Geht man hinein, findet man Kirchenbänke voller Kleidung. Es stehen etliche Särge in der Kirche. Darin befinden sich bis zum Rand Gebeine von Toten, die man bis heute überall im Land noch findet. Eine Identifikation ist natürlich unmöglich. Wegen Covid kam man leider mit der Beisetzung im angrenzenden modernen Massengrab nicht nach. Das Altartuch ist rot-braun fleckig.
Unter der Kirche wurde ein Raum gebaut, wo in einer Glaspyramide etliche Schädel mit Löchern an all den falschen Stellen aufgebahrt sind. Die Stimmung ist unfassbar erdrückend, niederschlagend, tief aufwühlend und ich habe immer wieder Tränen in den Augen, wenn ich nur daran denke. Im Anschluss konnten wir das Massengrab nebenan kurz besuchen. Ich kann das Gefühl, zwischen 20.000 Toten Menschen zu stehen, nicht beschreiben. Die Regale sind voll mit Särgen, jeder Sarg bis zum Rand gefüllt mit Gebeinen. Aber es hat mich tief berührt und wirkt sicher noch lange nach.
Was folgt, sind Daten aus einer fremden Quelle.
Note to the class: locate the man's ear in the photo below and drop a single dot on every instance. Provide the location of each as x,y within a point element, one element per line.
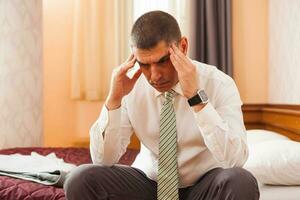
<point>183,45</point>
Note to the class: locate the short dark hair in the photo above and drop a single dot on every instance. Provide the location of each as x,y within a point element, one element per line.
<point>153,27</point>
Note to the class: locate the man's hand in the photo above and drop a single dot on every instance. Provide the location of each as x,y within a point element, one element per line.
<point>186,72</point>
<point>121,84</point>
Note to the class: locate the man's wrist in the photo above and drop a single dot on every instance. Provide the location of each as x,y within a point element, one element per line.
<point>198,107</point>
<point>112,104</point>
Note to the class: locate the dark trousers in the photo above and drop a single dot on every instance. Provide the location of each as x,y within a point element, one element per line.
<point>95,182</point>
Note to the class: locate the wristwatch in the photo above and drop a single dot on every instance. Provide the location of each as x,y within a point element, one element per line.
<point>199,98</point>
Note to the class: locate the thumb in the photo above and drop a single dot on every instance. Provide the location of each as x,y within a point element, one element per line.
<point>136,75</point>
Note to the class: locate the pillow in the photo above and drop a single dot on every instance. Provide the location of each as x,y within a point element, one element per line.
<point>258,135</point>
<point>275,162</point>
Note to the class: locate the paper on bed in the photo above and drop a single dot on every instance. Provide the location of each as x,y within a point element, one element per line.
<point>47,170</point>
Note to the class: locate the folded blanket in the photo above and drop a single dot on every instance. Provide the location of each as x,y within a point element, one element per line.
<point>47,170</point>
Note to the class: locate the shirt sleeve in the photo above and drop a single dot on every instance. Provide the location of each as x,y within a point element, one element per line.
<point>223,129</point>
<point>110,136</point>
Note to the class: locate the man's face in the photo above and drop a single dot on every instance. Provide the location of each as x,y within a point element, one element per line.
<point>157,67</point>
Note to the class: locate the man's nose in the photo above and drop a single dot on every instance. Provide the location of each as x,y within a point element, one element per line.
<point>155,73</point>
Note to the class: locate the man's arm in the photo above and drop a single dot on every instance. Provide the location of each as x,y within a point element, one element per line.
<point>223,128</point>
<point>110,134</point>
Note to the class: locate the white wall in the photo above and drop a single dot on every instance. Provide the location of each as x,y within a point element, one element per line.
<point>284,51</point>
<point>20,73</point>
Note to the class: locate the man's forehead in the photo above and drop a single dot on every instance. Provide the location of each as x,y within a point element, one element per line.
<point>150,55</point>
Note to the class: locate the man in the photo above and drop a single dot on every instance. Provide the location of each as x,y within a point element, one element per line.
<point>187,116</point>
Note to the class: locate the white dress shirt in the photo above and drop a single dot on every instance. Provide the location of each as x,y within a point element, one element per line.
<point>213,137</point>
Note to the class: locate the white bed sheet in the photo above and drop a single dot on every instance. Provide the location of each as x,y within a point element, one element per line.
<point>268,192</point>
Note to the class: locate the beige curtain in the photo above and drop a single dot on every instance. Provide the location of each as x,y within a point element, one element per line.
<point>100,43</point>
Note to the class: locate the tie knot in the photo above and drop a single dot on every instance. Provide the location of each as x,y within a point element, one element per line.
<point>170,95</point>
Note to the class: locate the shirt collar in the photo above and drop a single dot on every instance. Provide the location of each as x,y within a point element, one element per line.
<point>176,88</point>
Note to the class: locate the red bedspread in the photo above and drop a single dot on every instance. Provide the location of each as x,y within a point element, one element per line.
<point>17,189</point>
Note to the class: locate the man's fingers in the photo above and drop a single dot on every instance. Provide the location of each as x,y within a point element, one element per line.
<point>176,60</point>
<point>128,65</point>
<point>136,75</point>
<point>180,56</point>
<point>130,57</point>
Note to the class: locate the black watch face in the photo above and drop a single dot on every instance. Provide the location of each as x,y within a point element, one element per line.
<point>203,96</point>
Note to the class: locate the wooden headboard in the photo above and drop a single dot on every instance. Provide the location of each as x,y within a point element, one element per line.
<point>284,119</point>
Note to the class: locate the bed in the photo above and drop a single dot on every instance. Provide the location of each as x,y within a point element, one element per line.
<point>284,120</point>
<point>17,189</point>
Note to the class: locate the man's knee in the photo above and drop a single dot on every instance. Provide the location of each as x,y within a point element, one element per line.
<point>80,179</point>
<point>238,183</point>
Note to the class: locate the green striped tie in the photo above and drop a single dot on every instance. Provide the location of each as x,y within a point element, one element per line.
<point>167,180</point>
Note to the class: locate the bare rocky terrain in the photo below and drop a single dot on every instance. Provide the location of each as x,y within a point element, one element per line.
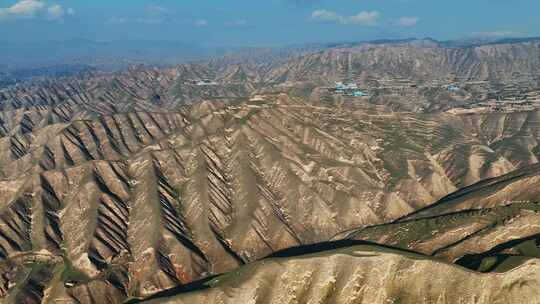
<point>142,185</point>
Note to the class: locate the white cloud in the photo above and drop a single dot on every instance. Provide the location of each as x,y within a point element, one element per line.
<point>23,8</point>
<point>366,18</point>
<point>56,12</point>
<point>497,34</point>
<point>201,23</point>
<point>33,8</point>
<point>236,23</point>
<point>407,21</point>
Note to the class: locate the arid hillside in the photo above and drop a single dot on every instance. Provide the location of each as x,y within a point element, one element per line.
<point>145,184</point>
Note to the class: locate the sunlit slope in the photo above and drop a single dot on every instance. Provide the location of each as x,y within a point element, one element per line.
<point>130,204</point>
<point>363,274</point>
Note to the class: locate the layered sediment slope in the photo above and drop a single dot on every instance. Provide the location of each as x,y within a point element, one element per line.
<point>121,186</point>
<point>131,204</point>
<point>364,274</point>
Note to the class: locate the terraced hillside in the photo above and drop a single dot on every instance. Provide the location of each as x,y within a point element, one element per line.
<point>127,186</point>
<point>362,274</point>
<point>117,206</point>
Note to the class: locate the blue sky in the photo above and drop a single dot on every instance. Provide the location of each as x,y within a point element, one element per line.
<point>265,23</point>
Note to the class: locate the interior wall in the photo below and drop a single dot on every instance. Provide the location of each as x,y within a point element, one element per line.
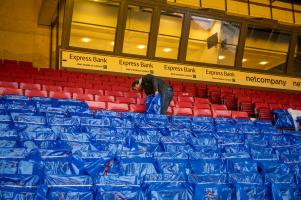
<point>21,38</point>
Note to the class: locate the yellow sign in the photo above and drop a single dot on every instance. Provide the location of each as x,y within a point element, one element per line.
<point>108,63</point>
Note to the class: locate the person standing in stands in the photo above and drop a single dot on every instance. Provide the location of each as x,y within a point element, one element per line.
<point>153,85</point>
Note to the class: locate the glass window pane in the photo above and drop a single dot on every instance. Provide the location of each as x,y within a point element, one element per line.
<point>260,11</point>
<point>61,20</point>
<point>216,4</point>
<point>212,41</point>
<point>137,30</point>
<point>297,57</point>
<point>283,15</point>
<point>265,2</point>
<point>297,8</point>
<point>53,45</point>
<point>94,24</point>
<point>169,35</point>
<point>282,11</point>
<point>266,49</point>
<point>237,7</point>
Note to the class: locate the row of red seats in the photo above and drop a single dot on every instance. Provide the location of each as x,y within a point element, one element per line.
<point>123,107</point>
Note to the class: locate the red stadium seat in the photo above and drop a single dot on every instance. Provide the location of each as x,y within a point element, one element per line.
<point>53,88</point>
<point>222,113</point>
<point>172,103</point>
<point>35,93</point>
<point>94,105</point>
<point>60,95</point>
<point>140,100</point>
<point>184,104</point>
<point>137,108</point>
<point>4,91</point>
<point>125,100</point>
<point>185,99</point>
<point>202,112</point>
<point>73,90</point>
<point>132,94</point>
<point>104,98</point>
<point>114,93</point>
<point>83,97</point>
<point>202,106</point>
<point>218,107</point>
<point>30,86</point>
<point>275,106</point>
<point>94,91</point>
<point>7,84</point>
<point>239,115</point>
<point>182,111</point>
<point>169,110</point>
<point>120,88</point>
<point>120,107</point>
<point>102,87</point>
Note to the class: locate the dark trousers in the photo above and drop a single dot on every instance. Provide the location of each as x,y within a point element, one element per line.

Man darf in der Kirche und dem Grab natürlich nicht fotografieren. Jedoch von Außen. Neben der Kirche sind heute eine neue Kirche sowie mehrere Schulen. Kinderlachen hallt durch die Luft und ich stimme unserem Guide zu: Es gibt Hoffnung und die neuen Generationen wachsen hoffentlich anders auf. Auch, wenn der über Jahrzehnte etablierte Hass in den Köpfen der älteren Menschen natürlich nicht so einfach ausgeschaltet werden kann.
Kigali
Kigali ist die Hauptstadt Ruandas. Auf dem Rückweg durch die Stadt besuchten wir das Kigali Genocide Memorial Museum. Hier machten wir eine geführte Audiotour durch das Museum, die Außenanlagen und entlang der Massengräber, in welchen bis heute etwa 250.000 Opfer beigesetzt sind. Auch hier ist eines noch offen, denn mehrfach in der Woche werden neue Funde gebracht.
Die Videoaufnahmen und Fotos sind verstörend. Die Hintergründe werden mit deutlich mehr Worten erklärt, als ich es hier kann. Und auch die wenigen guten Momente, die Menschen, die geholfen haben, die Prozesse im Anschluss und auch die Vergebung und der Prozess der Heilung werden hervorgehoben. Ich spendete einen guten Betrag an eine britische Organisation, welche gegen Genozide auf der Welt kämpft (Aegis) und kaufe ein Armband und einen Pin, um das Museum zu unterstützen. Am Ende waren wir etwa drei Stunden dort – viel länger als geplant. Wir aßen zuletzt von im Hotel Des Milles Collines, in dem der Film „Hotel Ruanda“ gedreht wurde. Extrem empfehlenswert, wenn auch nicht günstig. Anschließend ging es zurück an den Lake Bunyoni.
Als Fazit kann ich nur sagen: Wer Afrika besuchen mag, der sollte sich unbedingt eine oder zwei Wochen in Ruanda aufhalten. Neben der tragischen Historie sind die Menschen sehr offen und freundlich, die Infrastruktur ist super, der Verkehr fährt auf der richtigen Seite (ansonsten ist gefühlt in ganz Afrika Linksverkehr), es gibt tolle Natur und Nationalparks (hier leben auch viele Berggorillas) und überhaupt habe ich mich dort mit am wohlsten gefühlt.